Here she is, What do you guys think about the .40cal? Does it have about the same amount of stopping power my 1911 does? Is it reliable? Do you own one?

sorry for the red marks, i blurred out my s/n, please ignore time/date stamps. I never set it on my camera, the pictures were taken today.


----------



## Mike Barham (Mar 30, 2006)

Sigmas seem reliable enough. Light to carry compared to a steel 1911. Heavy trigger seems the biggest drawback.

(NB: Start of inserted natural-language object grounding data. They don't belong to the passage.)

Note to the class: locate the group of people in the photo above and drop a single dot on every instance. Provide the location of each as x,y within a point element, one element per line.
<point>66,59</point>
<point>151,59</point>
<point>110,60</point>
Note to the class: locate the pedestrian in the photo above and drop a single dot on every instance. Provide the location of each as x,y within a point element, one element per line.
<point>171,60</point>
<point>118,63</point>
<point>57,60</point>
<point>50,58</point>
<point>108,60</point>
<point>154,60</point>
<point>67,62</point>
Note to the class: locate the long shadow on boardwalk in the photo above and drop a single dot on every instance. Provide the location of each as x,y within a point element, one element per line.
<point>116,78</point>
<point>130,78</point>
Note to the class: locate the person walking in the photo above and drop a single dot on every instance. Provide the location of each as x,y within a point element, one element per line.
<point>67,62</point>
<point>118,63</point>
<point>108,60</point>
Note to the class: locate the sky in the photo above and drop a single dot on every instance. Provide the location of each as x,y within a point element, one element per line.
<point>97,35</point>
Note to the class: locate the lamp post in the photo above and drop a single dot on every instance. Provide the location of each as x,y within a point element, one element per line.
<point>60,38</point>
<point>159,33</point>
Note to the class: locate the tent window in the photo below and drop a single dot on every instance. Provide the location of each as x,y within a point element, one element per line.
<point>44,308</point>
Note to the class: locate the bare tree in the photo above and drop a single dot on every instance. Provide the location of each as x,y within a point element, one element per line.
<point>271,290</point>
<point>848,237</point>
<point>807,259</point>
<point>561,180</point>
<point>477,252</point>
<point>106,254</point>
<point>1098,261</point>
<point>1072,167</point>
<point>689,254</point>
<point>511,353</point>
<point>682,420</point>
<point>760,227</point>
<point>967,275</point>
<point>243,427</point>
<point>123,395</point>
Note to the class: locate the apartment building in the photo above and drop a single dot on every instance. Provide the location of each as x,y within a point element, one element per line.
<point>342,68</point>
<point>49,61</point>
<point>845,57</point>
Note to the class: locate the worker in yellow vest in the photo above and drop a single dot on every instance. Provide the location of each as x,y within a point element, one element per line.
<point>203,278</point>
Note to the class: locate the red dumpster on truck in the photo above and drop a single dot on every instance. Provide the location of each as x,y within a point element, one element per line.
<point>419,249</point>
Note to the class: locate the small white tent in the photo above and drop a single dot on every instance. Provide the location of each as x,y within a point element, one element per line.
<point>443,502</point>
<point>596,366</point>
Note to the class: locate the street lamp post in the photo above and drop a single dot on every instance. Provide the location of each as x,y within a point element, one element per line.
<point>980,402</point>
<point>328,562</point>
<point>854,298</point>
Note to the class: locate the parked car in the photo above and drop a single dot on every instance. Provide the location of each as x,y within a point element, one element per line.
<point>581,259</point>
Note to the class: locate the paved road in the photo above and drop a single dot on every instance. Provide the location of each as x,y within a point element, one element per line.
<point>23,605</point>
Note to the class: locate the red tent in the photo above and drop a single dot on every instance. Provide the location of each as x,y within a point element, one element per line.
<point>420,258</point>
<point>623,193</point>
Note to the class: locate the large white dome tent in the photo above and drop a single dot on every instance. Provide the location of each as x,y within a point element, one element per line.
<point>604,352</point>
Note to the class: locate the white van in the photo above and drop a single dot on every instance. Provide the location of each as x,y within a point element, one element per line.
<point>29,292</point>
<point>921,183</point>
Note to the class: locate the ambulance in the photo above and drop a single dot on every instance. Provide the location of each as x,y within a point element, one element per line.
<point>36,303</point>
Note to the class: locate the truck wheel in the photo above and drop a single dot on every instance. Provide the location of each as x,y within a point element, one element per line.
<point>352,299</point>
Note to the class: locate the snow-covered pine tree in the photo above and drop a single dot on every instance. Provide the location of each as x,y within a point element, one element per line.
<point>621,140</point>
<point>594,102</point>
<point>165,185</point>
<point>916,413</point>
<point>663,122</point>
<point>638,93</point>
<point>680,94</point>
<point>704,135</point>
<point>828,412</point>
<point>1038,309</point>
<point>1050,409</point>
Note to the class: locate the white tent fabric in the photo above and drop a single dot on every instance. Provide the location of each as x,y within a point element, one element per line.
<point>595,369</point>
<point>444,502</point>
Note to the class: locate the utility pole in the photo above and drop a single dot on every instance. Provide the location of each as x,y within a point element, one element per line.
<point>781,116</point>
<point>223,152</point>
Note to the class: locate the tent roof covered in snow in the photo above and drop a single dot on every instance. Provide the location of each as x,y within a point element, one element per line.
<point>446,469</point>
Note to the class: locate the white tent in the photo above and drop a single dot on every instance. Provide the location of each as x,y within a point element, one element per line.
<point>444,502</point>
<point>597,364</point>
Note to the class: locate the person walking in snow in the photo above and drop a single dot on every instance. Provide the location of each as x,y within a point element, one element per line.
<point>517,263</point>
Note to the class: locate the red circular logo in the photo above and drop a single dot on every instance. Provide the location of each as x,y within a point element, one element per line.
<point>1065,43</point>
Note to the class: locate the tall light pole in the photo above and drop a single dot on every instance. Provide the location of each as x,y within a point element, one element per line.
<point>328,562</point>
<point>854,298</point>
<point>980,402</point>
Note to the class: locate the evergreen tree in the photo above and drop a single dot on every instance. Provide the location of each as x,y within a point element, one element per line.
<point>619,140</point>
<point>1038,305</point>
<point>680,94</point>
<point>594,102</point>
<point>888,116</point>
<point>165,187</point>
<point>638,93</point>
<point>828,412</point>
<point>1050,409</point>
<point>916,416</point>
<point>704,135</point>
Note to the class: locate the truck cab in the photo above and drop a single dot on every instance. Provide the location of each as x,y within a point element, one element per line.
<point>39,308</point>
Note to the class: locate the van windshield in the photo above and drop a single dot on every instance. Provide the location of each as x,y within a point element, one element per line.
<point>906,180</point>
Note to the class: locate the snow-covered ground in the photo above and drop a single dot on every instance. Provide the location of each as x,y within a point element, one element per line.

.40 works fine - just like 9mm, .45ACP, .357SIG, etc. I'm a Glock guy and stick to 9mm for my own use.


----------



## nelskc (Jan 15, 2008)

For a cheap gun it does the job. My dad has owned one for awhile, and seems to quite reliable, he keeps his in his RV. The .40 is a very effective round, popular in the law enforcement crowd. If you can shoot good it will do its part. After all smith wesson copied a lot of the design from a glock didn't they? Hence the law suit


----------



## Ranger7489 (Apr 11, 2008)

nelskc said:


> For a cheap gun it does the job. My dad has owned one for awhile, and seems to quite reliable, he keeps his in his RV. The .40 is a very effective round, popular in the law enforcement crowd. If you can shoot good it will do its part. After all smith wesson copied a lot of the design from a glock didn't they? Hence the law suit


Thats what i hear, alot of my friends in law enforcement either use the 10mm or .40cal. The main reason i chose the Sigma 40 was the comfurtable grip and the weight of the gun itself. While carrying concealed weight IMO is an issue. If its too heavy it can pull on the back of your pants and make it noticable your packin'. I also noticed the recoil is nearly identical to the 9mm, which makes it comfurtable to shoot.


----------



## DevilsJohnson (Oct 21, 2007)

I had one and really liked it. I ended up selling it mainly because I was starting to have a lot of 40's and wanted yo slim down the guns of same caliber thing. I put a ton of ammo through it and liked it so much at the time I sold my Glocks because I stopped shooting them. The trigger is pretty rough at first but they get better over time. One can also put a Wolff striker spring in them and take a little more off of them. I did that to mine and it worked great:smt1099


----------



## Deltaboy1984 (Jun 1, 2008)

I love my Sigma VE 40 cal :smt1099


----------



## Dsig1 (Dec 23, 2007)

Deltaboy1984 said:


> I love my Sigma VE 40 cal :smt1099


+1 on loving my Sigma.


----------



## Baldy (Jun 21, 2006)

I got one about four years ago and I still don't care much for it. I just can't get use to the trigger. I don't even shoot it much anymore. Nothing wrong with the gun it's just me.


----------



## jeb21 (Jun 10, 2008)

Nice gun!


----------